JUNOS: Statt Bäumen pflanzt diese Regierung nur die Jugend.

Anna Stürgkh: „Eine Bundesregierung, die Milliarden für Umweltzerstörung ausgibt, sollte sich nicht mit Klimaschutz rühmen.“

Wien (OTS) – Rund fünf Milliarden Euro gibt die Bundesregierung für klimaschädliche Subventionen aus. Vom Dieselprivileg, der Pendler_innenpauschale und steuerbegünstigtem Kerosin bis hin zur Bodenversiegelung.
„Gerade die derzeitige Teuerung muss Ansporn sein, unser Geld richtig zu investieren. Denn Wirtschaftswachstum, neue Arbeitsplätze und höhere Löhne kann es nur noch durch innovativen Klimaschutz geben!“, stellt die JUNOS Bundesvorsitzende Anna Stürgkh fest.

Green Housing statt Greenwashing

Die Bundesregierung, allen voran die Klimaschutzministerin Gewessler, schmückt sich gerne mit vollmundigen Ankündigungen, was nicht alles für den Klimaschutz getan wird.
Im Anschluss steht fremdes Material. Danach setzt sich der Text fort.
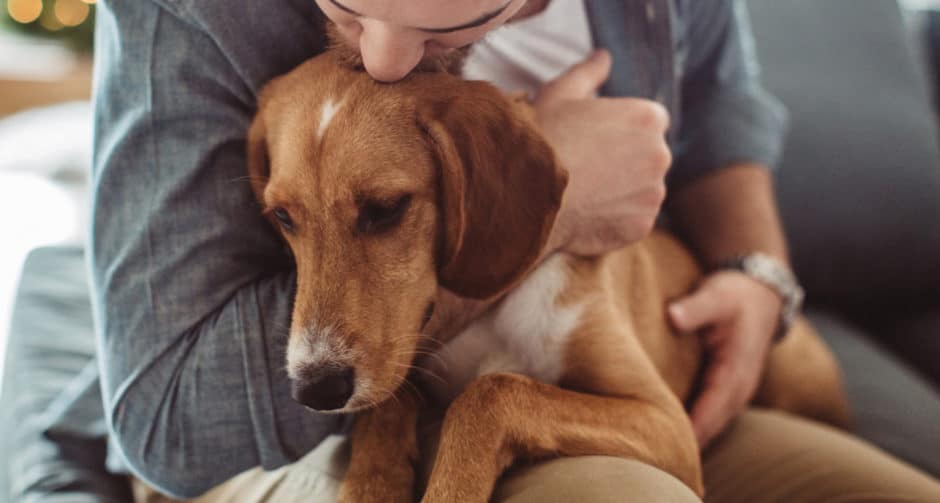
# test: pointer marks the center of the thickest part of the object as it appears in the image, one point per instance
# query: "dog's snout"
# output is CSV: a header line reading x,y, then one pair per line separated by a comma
x,y
329,389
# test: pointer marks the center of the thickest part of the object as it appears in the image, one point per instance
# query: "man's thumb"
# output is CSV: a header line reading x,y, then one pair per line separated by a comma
x,y
581,80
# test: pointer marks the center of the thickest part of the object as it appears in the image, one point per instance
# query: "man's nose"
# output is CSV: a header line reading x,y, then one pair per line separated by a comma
x,y
389,53
327,389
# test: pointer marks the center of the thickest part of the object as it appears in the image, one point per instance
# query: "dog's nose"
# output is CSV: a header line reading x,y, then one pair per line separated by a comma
x,y
329,390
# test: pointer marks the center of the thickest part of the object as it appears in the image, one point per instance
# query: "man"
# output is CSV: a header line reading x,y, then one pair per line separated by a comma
x,y
192,293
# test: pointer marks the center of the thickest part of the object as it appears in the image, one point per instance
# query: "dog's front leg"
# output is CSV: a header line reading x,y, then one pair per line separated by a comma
x,y
503,417
384,453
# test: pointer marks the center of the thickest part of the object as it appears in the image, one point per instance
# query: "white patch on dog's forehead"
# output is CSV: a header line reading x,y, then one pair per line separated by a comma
x,y
313,347
326,116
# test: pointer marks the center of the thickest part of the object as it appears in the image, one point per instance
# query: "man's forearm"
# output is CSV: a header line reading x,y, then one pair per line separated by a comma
x,y
729,212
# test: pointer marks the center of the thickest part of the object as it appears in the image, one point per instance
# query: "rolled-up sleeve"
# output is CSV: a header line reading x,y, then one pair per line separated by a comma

Gleichzeitig werden aber Kohlekraftwerke wieder aufgedreht und Vermieter_innen abgestraft, anstatt Anreize zu setzen, Gebäude zu sanieren und auf nachhaltige Heizungssysteme umzustellen. „Statt Diesel brauchen wir Super. Super Radwege, super Gebäudesanierungen und einen super Ausbau der erneuerbaren Energie!“, appelliert die JUNOS Bundesvorsitzende Anna Stürgkh an die Klimaschutzministerin.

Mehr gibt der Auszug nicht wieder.